This dessert is inspired by a celery special we ran recently at the restaurant. The dessert was the hardest thing to come up with until one of my chefs suggested a play on “ants on a log.” The roasted cashew caramel is the peanut butter element, and we wove the celery into the beignet using the seeds. The raisins are in the gelato, which has a kick of spiced rum. The beignet dough turns out soft and delicious, warm out of the oil. Just in time for Mard Gras….
For the beignets:
For the wet mix:
5/8 cup cashew milk (but any vegan milk can be used-we think almond or coconut would be delicious), luke warm
1/2 Tablespoon yeast
2 Tablespoons + 2 teaspoons coconut oil, melted
For the dry mix:
2 cups organic all purpose flour
1/4 cup organic, raw sugar
1/4 teaspoon salt
1 Tablespoon celery seed (optional)
1/2 teaspoon vanilla extract
Organic powdered sugar for dusting
Add the yeast to the vegan milk and 1 Tablespoon of sugar and allow to sit for 10-15 minutes.
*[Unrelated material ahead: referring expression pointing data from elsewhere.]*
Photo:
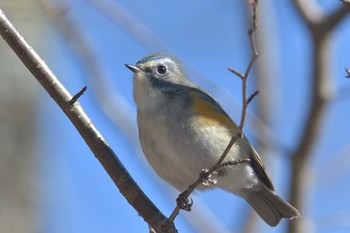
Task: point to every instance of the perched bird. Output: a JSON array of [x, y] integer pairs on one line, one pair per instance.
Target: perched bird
[[183, 130]]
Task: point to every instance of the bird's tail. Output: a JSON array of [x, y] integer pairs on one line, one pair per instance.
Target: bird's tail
[[271, 207]]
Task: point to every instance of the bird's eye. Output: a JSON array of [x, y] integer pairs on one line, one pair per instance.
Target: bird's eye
[[161, 69]]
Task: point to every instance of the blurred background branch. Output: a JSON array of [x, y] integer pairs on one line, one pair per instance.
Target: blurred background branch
[[320, 26]]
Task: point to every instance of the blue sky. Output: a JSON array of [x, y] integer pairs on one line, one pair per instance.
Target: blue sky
[[78, 195]]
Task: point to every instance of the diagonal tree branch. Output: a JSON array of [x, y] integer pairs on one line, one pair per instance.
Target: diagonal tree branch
[[83, 124]]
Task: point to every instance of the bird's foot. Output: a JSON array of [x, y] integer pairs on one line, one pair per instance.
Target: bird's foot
[[184, 203], [207, 180]]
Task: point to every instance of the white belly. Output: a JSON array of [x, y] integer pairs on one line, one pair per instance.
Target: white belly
[[178, 153]]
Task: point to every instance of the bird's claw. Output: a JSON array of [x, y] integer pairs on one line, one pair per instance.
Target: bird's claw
[[184, 203], [207, 180]]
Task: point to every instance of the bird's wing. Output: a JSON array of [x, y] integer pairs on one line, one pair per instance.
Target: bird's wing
[[210, 112]]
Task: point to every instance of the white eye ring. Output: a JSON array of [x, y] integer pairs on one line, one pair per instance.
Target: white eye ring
[[161, 69]]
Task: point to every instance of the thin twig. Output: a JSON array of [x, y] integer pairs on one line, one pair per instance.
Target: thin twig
[[84, 125], [205, 174]]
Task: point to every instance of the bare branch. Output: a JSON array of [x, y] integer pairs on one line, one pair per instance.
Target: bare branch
[[77, 96], [319, 26], [337, 16], [83, 124]]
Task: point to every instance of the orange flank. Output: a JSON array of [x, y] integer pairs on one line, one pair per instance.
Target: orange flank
[[207, 114]]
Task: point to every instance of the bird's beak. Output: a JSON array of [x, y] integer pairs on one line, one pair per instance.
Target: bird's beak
[[134, 69]]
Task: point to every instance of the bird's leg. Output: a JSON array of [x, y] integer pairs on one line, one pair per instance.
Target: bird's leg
[[183, 202], [207, 178]]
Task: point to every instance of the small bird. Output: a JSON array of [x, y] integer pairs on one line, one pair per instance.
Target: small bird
[[183, 130]]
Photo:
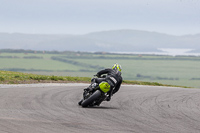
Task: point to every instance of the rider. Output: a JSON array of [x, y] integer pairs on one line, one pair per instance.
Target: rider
[[113, 77]]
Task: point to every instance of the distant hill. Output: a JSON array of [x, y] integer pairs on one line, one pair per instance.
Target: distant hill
[[108, 41]]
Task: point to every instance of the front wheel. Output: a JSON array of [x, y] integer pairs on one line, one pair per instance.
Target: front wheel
[[91, 99]]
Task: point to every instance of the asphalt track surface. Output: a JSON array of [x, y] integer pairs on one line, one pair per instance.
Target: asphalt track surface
[[53, 108]]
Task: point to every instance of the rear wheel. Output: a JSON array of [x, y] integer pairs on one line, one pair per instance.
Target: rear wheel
[[91, 99]]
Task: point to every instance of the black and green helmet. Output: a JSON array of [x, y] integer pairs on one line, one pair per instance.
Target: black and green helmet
[[117, 67]]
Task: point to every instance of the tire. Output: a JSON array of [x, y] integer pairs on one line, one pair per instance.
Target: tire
[[92, 98]]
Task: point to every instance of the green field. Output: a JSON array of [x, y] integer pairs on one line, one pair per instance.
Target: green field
[[179, 70]]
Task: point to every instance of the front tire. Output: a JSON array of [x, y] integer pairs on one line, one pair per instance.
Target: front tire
[[91, 99]]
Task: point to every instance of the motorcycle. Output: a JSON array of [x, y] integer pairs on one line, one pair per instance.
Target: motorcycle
[[95, 94]]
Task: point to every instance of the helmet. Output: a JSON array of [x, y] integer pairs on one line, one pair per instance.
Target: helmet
[[117, 67]]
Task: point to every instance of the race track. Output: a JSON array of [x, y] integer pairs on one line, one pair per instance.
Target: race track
[[53, 108]]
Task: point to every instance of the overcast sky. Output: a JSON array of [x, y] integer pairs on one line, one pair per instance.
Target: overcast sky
[[176, 17]]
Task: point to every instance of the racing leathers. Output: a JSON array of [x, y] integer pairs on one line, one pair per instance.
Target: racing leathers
[[113, 77]]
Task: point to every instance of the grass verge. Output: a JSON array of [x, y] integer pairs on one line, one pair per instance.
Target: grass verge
[[9, 77]]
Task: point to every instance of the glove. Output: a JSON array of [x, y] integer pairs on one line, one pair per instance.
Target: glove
[[97, 75], [108, 98]]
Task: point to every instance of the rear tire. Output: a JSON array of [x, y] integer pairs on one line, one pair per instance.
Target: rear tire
[[91, 99]]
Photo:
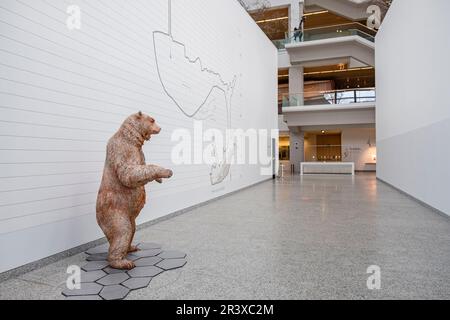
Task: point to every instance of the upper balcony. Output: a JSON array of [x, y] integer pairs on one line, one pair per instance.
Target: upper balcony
[[296, 38], [350, 40], [331, 107], [329, 98]]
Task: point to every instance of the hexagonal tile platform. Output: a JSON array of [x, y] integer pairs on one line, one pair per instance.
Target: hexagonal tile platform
[[112, 279], [137, 283], [170, 264], [86, 289], [143, 272], [172, 254], [145, 262], [115, 292], [101, 282]]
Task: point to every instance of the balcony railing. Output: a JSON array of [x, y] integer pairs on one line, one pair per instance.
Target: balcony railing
[[365, 154], [335, 31], [329, 97]]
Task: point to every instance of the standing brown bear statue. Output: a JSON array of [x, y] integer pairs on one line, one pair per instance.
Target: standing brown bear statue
[[122, 194]]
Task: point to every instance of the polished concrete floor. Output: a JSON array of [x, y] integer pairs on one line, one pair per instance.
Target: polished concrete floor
[[295, 238]]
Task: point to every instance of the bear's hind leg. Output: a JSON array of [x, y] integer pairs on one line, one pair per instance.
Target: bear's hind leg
[[133, 248], [121, 235]]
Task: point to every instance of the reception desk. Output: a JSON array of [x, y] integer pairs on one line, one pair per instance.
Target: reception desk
[[327, 168]]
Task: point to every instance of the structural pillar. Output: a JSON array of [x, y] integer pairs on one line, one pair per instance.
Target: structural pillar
[[296, 14], [297, 147], [296, 86]]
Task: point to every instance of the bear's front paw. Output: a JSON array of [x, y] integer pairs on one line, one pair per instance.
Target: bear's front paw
[[122, 264], [167, 173]]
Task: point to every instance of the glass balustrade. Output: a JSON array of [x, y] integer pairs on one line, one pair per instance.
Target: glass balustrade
[[363, 154], [338, 97], [336, 31]]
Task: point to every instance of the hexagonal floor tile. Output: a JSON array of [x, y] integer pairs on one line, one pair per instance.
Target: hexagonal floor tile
[[98, 257], [142, 272], [149, 246], [146, 253], [85, 298], [112, 279], [86, 289], [172, 254], [137, 283], [171, 264], [116, 292], [92, 276], [133, 256], [99, 249], [145, 262], [95, 265], [110, 270]]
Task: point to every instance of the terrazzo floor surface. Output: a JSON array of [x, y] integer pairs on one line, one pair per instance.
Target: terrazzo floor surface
[[293, 238]]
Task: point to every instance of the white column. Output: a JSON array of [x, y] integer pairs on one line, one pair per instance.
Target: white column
[[296, 13], [297, 146], [296, 85]]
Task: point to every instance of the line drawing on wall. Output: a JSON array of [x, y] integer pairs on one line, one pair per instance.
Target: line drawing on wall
[[191, 92]]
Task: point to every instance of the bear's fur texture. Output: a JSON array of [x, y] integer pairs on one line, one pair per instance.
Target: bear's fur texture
[[122, 194]]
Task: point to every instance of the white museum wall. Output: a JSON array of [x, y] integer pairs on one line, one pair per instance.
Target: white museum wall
[[65, 92], [360, 145], [413, 108]]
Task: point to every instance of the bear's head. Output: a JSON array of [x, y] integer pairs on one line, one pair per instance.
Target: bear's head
[[140, 126]]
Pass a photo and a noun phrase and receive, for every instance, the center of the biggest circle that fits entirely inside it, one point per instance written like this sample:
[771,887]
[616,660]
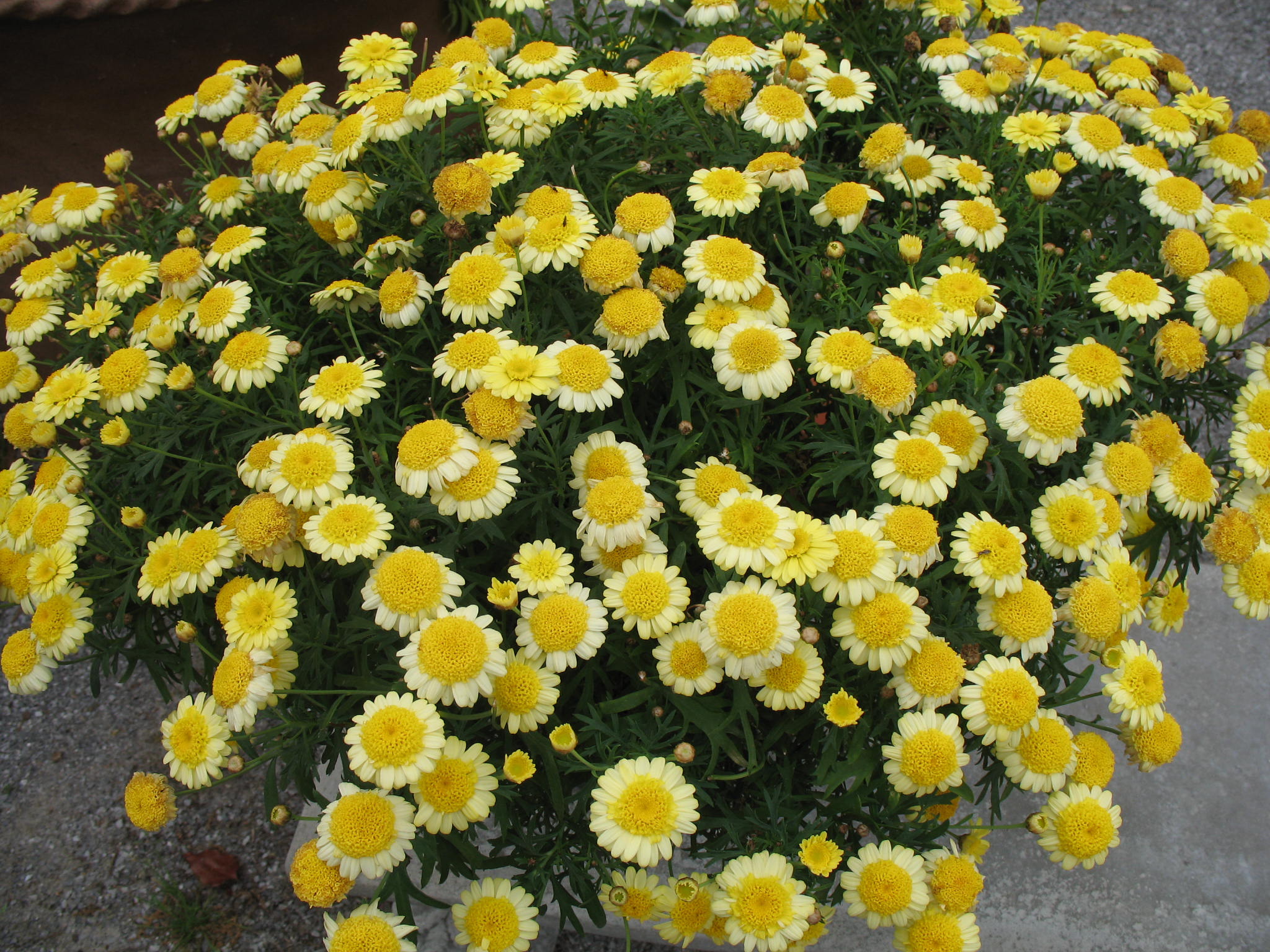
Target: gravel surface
[81,878]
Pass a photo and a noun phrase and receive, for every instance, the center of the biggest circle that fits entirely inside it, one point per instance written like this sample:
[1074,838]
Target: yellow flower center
[646,594]
[393,736]
[728,259]
[929,757]
[918,460]
[1227,300]
[856,557]
[956,884]
[1192,478]
[936,932]
[1083,829]
[1100,133]
[1049,748]
[978,215]
[643,213]
[846,350]
[559,622]
[646,808]
[246,351]
[349,524]
[1255,576]
[883,621]
[1181,195]
[427,444]
[409,582]
[493,924]
[233,678]
[935,669]
[747,523]
[1024,615]
[789,674]
[886,888]
[1010,699]
[687,660]
[517,692]
[746,624]
[615,500]
[1095,364]
[453,650]
[1050,408]
[450,786]
[846,200]
[190,738]
[362,824]
[308,465]
[216,306]
[473,281]
[398,291]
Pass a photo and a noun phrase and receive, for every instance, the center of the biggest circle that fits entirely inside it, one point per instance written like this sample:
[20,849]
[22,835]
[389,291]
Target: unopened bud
[1038,823]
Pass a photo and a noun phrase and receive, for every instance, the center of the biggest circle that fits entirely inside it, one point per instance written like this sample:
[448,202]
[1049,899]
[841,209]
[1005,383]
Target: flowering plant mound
[737,438]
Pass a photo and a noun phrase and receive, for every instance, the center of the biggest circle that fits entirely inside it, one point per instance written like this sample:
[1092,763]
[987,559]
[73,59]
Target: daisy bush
[730,436]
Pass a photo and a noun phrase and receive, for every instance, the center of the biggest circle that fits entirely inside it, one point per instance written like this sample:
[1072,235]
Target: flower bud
[290,66]
[910,249]
[162,337]
[1038,823]
[1043,183]
[180,377]
[563,739]
[686,889]
[43,434]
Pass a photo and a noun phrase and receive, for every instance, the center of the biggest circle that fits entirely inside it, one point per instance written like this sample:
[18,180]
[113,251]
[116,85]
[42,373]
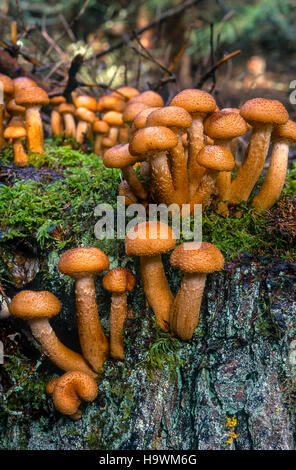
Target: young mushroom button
[149,240]
[83,264]
[120,282]
[33,99]
[70,389]
[196,260]
[37,308]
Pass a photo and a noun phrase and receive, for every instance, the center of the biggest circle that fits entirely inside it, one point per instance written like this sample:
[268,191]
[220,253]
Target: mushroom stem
[70,126]
[134,182]
[56,123]
[94,343]
[63,357]
[118,314]
[196,143]
[157,289]
[20,156]
[34,129]
[247,175]
[162,181]
[205,189]
[81,131]
[186,307]
[179,171]
[275,179]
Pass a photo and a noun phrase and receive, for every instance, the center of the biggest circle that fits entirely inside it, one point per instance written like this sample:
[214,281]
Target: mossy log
[240,363]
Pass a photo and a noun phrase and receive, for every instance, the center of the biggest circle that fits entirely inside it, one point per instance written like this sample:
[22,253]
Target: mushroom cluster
[188,150]
[79,381]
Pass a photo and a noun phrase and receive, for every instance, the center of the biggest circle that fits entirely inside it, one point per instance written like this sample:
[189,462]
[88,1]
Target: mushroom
[114,121]
[120,157]
[86,118]
[100,129]
[148,240]
[125,191]
[198,103]
[148,97]
[85,112]
[196,260]
[224,127]
[214,159]
[57,127]
[178,120]
[70,389]
[270,191]
[7,88]
[37,308]
[120,282]
[67,111]
[32,99]
[83,264]
[16,131]
[262,114]
[155,142]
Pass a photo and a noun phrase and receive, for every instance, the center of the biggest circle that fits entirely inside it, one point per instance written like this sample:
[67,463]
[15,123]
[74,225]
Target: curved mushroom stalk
[156,288]
[195,260]
[83,264]
[92,338]
[58,353]
[70,389]
[36,308]
[185,311]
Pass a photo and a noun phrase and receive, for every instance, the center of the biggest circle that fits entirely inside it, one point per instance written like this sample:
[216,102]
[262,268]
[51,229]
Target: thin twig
[157,21]
[208,74]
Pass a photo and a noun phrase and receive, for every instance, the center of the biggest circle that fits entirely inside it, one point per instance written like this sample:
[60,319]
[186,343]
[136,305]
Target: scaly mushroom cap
[7,84]
[29,304]
[149,238]
[194,257]
[132,110]
[80,262]
[111,103]
[170,116]
[285,131]
[71,388]
[127,91]
[15,130]
[86,115]
[101,127]
[56,100]
[113,118]
[29,97]
[194,101]
[215,157]
[119,280]
[152,139]
[15,109]
[119,156]
[141,118]
[225,125]
[86,102]
[23,82]
[148,97]
[265,111]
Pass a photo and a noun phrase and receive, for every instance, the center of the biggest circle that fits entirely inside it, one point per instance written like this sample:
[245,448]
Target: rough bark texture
[240,362]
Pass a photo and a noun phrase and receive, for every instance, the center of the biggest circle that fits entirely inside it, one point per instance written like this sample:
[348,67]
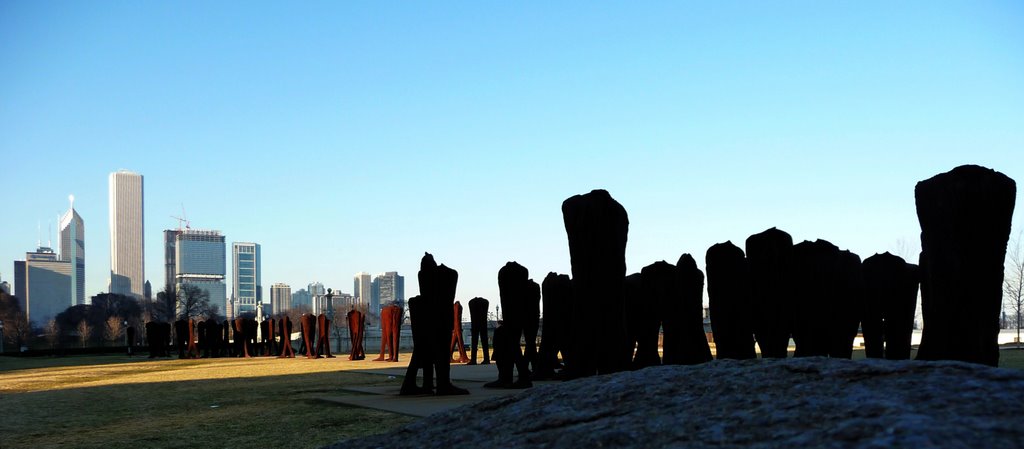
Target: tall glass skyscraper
[388,288]
[127,250]
[200,260]
[246,277]
[363,289]
[42,284]
[73,250]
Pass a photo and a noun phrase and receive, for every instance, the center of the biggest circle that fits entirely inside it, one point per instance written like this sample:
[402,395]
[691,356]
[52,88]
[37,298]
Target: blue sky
[353,136]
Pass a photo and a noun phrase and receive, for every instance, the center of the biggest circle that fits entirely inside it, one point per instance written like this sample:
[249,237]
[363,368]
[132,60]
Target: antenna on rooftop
[182,218]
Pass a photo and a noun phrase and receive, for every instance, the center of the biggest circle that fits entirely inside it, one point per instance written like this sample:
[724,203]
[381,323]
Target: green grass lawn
[117,402]
[111,402]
Then mix in the coconut oil and vanilla extract. Add this to the the dry mix and mix well until a dough is formed. Allow to sit in the refrigerator 4-6 hours until the dough doubles in size. Roll out on a floured surface to 1/4 inch thickness and cut into rounds or squares as desired, about 2 inches in diameter. Allow these to rest again until they double in size, or about an hour.
In a sauce pan or deep fryer, heat 1 inch of safflower oil to 350 degrees. Fry the beignets on both size until golden brown.
Dust with powdered sugar before serving. These are best served immediately.
For the rum raisin gelato:
1 cup cashews
1 cup water
1 1/2 oz. spiced rum
2 Tablespoons coconut oil, melted
1 cup agave or maple syrup
1/8 teaspoon cinnamon
1/8 teaspoon allspice
1/8 teaspoon vanilla
1/4 cup raisins
Blend everything, except the raisins, together until smooth. If you have a high speed blender, you will have the best results, but if you have a less powerful blender you may want to strain the mixture to make sure it is absolutely smooth before putting it in your ice cream maker. After everything is smooth put the mixture into your ice cream maker and proceed with the manufacturer’s instructions. Fold in the raisins by hand and put in an airtight container in your freezer. This recipe will set up overnight, but I like it best right out of the ice cream maker while it is still “soft serve.”
For the roasted cashew sauce:
1 cup roasted cashews
1 cup maple syrup
1/2 cup water (or more as needed)
1/4 teaspoon salt
You can buy roasted cashews or make your own by putting dry, raw cashews on a baking sheet and roasting in a 350 degree oven for about 5 minutes or until lightly browned.
Blend everything together in a high speed blender until smooth. Keep refrigerated until ready to use.